Designing My Own Line

Though she’s collaborated with some of the biggest names in pop and rock music, Twigs has always kept her fashion influences close to her heart. “When I was 14, my style started to change,” she said. “I loved quirky, eccentric clothing—all of the Alice coastal school [clothing]—but I started to notice more celebrities and public figures wearing more simple and structured clothing. It made me sad, because I don’t feel like I’m being true to myself if I’m not making my own style unique and creative. So I gradually started to take more fashion risks, and started to enjoy making my own style more.”
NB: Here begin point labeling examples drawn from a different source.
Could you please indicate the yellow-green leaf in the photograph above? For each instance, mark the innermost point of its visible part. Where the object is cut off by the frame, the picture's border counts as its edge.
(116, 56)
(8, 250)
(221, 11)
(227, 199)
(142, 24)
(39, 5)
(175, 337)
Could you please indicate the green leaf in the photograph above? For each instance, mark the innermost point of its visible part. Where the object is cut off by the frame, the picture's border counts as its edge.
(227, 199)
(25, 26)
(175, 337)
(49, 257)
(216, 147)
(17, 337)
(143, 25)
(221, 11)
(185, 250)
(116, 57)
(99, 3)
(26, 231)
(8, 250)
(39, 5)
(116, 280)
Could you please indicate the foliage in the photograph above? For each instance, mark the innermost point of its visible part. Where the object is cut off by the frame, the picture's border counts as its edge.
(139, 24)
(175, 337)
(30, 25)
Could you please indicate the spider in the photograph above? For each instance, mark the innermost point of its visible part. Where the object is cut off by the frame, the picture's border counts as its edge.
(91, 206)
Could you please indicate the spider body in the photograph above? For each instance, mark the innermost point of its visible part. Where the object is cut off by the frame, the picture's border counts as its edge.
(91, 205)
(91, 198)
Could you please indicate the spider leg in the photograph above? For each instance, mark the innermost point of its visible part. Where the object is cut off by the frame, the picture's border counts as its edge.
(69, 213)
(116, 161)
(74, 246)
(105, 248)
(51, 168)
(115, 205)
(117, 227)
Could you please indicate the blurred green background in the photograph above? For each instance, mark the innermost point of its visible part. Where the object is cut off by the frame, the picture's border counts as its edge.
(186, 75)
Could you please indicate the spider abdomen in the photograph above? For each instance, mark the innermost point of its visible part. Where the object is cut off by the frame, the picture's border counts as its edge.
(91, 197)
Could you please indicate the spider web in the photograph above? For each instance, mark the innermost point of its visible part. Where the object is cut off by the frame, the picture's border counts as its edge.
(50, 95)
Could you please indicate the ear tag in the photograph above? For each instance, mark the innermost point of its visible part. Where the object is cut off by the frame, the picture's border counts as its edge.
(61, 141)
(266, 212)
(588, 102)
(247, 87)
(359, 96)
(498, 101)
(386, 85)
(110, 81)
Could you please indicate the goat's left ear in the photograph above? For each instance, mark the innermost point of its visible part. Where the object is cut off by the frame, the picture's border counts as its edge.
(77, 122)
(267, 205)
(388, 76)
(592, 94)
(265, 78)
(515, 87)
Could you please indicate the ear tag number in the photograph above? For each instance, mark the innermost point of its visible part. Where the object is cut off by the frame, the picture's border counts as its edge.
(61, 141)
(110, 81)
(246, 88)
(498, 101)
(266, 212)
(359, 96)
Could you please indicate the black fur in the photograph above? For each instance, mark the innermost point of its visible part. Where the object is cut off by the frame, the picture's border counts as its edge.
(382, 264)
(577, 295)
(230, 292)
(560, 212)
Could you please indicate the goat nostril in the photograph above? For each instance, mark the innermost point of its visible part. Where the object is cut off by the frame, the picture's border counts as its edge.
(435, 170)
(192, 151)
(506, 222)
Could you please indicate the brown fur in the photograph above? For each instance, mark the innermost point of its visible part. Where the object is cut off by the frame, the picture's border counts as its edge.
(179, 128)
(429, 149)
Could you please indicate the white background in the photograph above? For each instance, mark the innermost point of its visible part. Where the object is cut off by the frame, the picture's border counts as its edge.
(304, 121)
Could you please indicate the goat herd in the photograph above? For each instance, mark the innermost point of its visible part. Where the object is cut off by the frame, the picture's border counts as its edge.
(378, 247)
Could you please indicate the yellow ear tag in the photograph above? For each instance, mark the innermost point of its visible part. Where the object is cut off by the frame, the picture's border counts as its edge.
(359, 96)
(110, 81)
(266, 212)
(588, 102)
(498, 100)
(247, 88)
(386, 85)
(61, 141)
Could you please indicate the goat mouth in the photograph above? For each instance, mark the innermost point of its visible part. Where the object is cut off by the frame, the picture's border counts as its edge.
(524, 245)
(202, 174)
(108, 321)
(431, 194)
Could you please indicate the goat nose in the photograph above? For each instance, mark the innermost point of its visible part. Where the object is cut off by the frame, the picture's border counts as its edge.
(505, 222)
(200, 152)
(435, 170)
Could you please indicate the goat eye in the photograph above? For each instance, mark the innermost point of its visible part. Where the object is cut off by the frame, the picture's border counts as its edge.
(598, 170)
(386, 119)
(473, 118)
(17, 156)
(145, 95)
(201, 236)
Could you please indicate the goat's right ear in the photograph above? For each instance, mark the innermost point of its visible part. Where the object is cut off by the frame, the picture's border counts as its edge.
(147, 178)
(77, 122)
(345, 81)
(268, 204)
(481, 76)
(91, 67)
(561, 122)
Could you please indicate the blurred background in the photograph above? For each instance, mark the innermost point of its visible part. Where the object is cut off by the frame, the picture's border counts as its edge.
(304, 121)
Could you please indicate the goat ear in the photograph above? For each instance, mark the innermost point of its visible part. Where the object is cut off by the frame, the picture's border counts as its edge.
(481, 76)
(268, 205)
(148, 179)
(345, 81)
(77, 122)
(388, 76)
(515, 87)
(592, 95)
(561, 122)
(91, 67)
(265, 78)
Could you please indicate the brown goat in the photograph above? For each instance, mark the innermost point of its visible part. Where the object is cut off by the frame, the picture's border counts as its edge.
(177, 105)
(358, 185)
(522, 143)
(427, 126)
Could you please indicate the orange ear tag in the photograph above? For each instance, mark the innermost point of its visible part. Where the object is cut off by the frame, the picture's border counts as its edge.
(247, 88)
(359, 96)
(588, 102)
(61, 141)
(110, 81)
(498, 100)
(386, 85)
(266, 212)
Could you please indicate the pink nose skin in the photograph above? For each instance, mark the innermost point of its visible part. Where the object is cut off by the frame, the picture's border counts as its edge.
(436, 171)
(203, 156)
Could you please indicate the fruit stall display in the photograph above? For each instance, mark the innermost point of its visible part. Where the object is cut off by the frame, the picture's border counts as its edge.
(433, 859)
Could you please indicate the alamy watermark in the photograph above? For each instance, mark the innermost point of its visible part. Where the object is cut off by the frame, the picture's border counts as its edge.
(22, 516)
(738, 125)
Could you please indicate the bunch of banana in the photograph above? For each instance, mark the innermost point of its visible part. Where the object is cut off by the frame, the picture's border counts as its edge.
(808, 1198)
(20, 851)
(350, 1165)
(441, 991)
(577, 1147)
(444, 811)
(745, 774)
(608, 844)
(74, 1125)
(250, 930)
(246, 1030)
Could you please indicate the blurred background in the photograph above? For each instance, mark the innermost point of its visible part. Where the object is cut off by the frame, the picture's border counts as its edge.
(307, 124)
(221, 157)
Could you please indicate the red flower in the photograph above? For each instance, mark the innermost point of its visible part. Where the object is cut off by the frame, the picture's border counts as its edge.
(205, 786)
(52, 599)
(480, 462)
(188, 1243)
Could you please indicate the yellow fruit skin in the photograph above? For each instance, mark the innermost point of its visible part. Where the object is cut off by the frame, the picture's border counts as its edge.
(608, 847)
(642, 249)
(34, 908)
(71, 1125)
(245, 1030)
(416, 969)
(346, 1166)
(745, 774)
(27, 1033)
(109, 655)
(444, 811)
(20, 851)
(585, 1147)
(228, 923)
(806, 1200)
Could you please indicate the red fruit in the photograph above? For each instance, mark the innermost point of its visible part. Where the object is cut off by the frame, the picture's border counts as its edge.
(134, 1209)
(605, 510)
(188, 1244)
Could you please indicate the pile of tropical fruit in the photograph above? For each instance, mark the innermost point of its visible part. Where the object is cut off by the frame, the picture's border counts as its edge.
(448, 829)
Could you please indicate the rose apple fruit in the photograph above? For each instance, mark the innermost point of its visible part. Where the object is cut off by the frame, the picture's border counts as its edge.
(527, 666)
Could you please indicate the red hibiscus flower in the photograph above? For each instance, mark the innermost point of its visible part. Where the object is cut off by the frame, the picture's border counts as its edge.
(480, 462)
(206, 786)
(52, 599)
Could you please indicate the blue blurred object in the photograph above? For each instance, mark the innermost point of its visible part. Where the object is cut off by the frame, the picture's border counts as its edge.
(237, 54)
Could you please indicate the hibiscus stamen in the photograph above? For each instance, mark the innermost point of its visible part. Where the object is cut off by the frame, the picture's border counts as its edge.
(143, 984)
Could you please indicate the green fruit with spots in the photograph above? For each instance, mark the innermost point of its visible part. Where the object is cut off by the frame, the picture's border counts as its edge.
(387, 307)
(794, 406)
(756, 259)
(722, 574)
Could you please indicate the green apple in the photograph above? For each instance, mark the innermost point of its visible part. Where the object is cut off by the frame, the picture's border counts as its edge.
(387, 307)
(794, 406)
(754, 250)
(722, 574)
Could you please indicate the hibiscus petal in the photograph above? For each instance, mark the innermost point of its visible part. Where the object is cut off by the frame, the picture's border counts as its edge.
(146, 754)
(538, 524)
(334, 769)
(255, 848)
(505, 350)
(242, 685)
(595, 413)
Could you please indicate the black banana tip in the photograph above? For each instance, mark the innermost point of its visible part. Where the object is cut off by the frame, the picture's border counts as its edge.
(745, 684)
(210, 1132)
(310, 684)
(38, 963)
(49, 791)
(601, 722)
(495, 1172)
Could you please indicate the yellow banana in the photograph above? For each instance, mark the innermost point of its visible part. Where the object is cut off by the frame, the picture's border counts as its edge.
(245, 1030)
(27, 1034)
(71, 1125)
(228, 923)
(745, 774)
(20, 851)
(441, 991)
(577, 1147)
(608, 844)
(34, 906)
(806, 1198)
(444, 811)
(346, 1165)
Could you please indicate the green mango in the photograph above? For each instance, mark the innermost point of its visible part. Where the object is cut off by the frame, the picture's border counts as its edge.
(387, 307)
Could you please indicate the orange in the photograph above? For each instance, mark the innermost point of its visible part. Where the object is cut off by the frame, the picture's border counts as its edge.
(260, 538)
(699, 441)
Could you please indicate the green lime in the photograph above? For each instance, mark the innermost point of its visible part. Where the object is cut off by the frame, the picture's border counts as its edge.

It was after this fashion epiphany that Twigs decided to launch her own line of clothing. While many creators may struggle with selling their designs due to a general lack of knowledge in this area, Twigs has been fortunate enough to have an example and a role model in Kate Spade, whose handbags and wallets she loved as a teen. “I can still remember going into a Kate Spade store as a 14-year-old, being completely in awe of the fact that they had made their own handbags,” Twigs said. “I thought it was so cool that they could be so creative and individualized as to have their own handbags. It was a lifestyle that I could see myself wanting to be a part of, and that’s why when I got the chance, I decided to make my own fashion line.”

In keeping with her fashion roots, Twigs’ first capsule collection is inspired by Kate Spade’s girl next door line, “Spade by Kate Spade.” The collection is named for one of Kate Spade’s most iconic accessories, the “New York Lunch”, and is designed in an attempt to recreate that style. But, rather than being a lunch box, the “New York Lunch” is a handbag. The collection includes a satchel in the shape of a New York City shuttle bus, a style that Twigs described as “versatile, fun, and fashionable.”

“He has a lot to prove. He’s a perfectionist, and he’s very passionate about what he does. He works hard at what he does, and I think that’s what makes him so exciting to watch and be a part of,” Twigs said of Eddie Pattinson. “He will never be a rerun, and that’s what makes him special. Even if he does something great, he’ll still want to do it again, because he feels like he can always learn from his mistakes. I think that’s why people admire him so much, because he’s very open to learning, and very passionate about what he does.”